K. Arvanitis, N. Bassiliades, “Real-Time Investors' Sentiment Analysis from Newspaper Articles”, in Advances in Combining Intelligent Methods, Intelligent Systems Reference Library, Volume 116, pp. 1-23, Springer, 2017.
Author(s): K. Arvanitis, N. Bassiliades
Keywords: Sentiment analysis, Data mining, Sentiment index, Investor sentiment, Stock returns, Naïve bayes classifier, n-gram language model
Abstract: Recently, investor sentiment measures have become one of the more widely examined areas in behavioral finance. They are capable of both explaining and forecasting stock returns.
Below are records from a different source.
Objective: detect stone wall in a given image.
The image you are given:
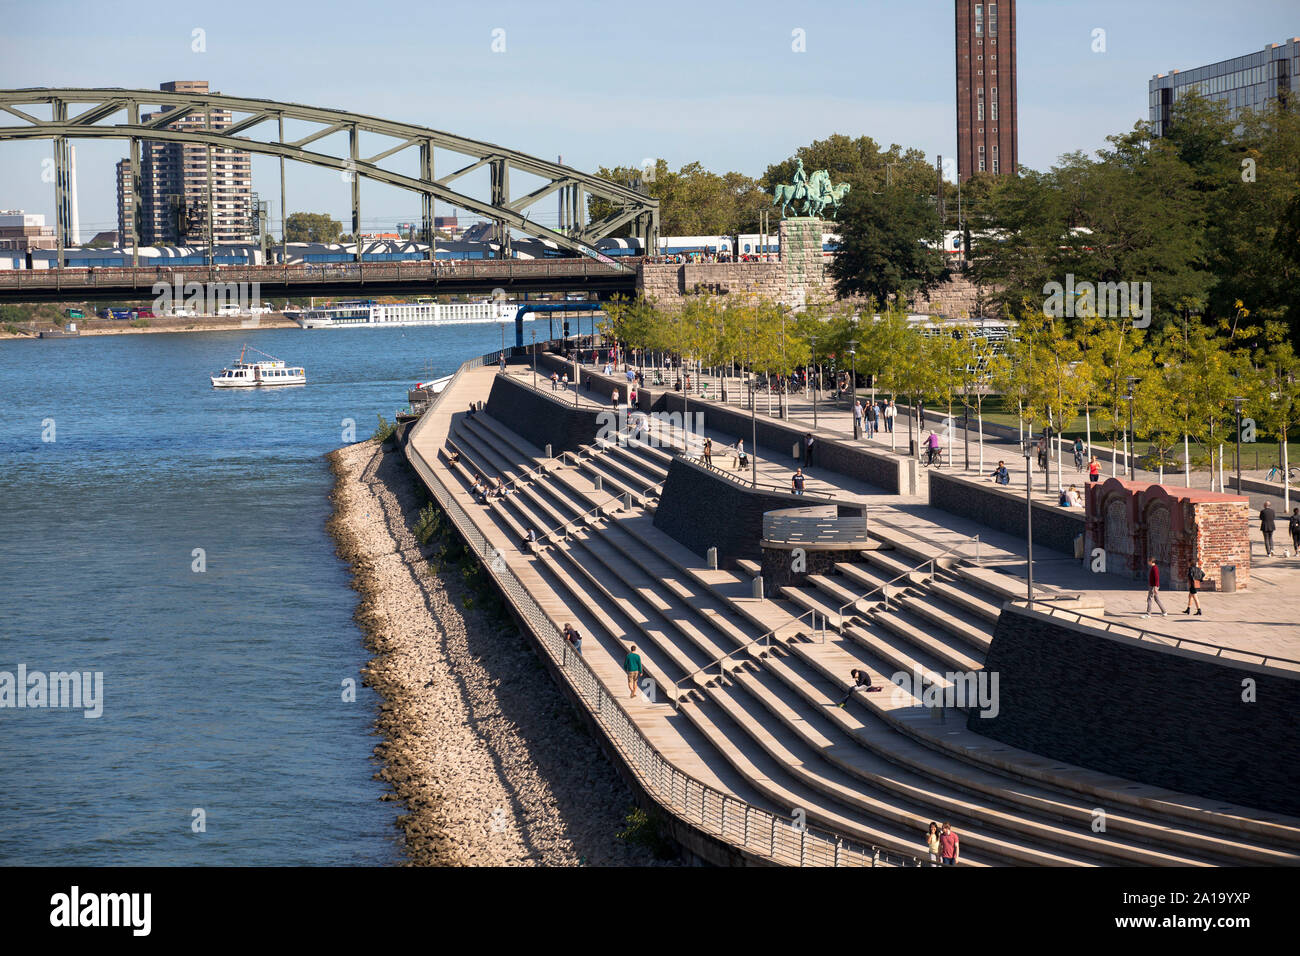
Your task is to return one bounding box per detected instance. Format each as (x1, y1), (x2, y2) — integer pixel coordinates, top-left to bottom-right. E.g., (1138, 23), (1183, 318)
(929, 471), (1085, 557)
(484, 372), (606, 456)
(972, 603), (1300, 817)
(653, 455), (861, 569)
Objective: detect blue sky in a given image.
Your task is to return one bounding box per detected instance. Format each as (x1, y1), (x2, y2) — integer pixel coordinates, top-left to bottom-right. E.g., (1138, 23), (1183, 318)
(1, 0), (1296, 237)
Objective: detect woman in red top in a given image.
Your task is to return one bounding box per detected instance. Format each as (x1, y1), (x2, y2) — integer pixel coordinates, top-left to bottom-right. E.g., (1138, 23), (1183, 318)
(1088, 455), (1101, 483)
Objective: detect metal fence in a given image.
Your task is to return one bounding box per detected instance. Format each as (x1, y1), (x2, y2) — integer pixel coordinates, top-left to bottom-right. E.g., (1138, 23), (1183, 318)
(404, 345), (926, 867)
(0, 257), (635, 292)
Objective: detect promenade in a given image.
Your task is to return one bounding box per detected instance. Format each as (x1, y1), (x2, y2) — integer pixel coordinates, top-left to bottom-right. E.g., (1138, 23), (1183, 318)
(400, 345), (1300, 866)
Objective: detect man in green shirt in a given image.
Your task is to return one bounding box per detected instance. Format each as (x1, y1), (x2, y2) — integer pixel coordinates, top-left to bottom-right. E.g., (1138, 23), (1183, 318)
(624, 644), (642, 699)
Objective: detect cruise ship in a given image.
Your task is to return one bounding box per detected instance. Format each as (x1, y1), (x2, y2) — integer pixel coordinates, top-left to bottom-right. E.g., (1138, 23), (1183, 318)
(287, 298), (525, 329)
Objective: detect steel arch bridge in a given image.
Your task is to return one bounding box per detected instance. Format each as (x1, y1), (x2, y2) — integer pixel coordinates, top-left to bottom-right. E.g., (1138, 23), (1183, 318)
(0, 87), (659, 268)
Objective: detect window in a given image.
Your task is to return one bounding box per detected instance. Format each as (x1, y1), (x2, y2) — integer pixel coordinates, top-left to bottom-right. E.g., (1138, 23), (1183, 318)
(989, 3), (998, 37)
(975, 3), (983, 36)
(978, 88), (985, 120)
(979, 158), (986, 172)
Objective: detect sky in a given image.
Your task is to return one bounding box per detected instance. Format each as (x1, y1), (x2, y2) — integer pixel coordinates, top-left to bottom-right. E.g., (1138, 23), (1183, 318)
(0, 0), (1296, 238)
The purpose of this paper is to present a method, based on a combination of a Naïve Bayes classifier and the n-gram probabilistic language model, which can create a sentiment index for specific stocks and indices of the New York Stock Exchange. An economic useful proxy for investor sentiment is constructed from U.S. news articles mainly provided by The New York Times. Initially, a large amount of articles for ten big companies and indices is collected and processed, in order to be able to extract a sentiment score from each one of them. Then, the classifier is trained from the positive, negative and neutral articles, so that it is possible afterwards to examine the sentiment of any unseen newspaper article, for any company or index. Subsequently, the classification task is tested and validated for its accuracy and efficiency. The widely used Baker and Wurgler sentiment index  is used as a comparison measure for predicting stock returns. In a sample of S&P 500 index from 2004 to 2010 on monthly basis, it is shown that the new sentiment index created has, on average, twice the predictive ability of Baker and Wurgler’s index, for the existing time frame.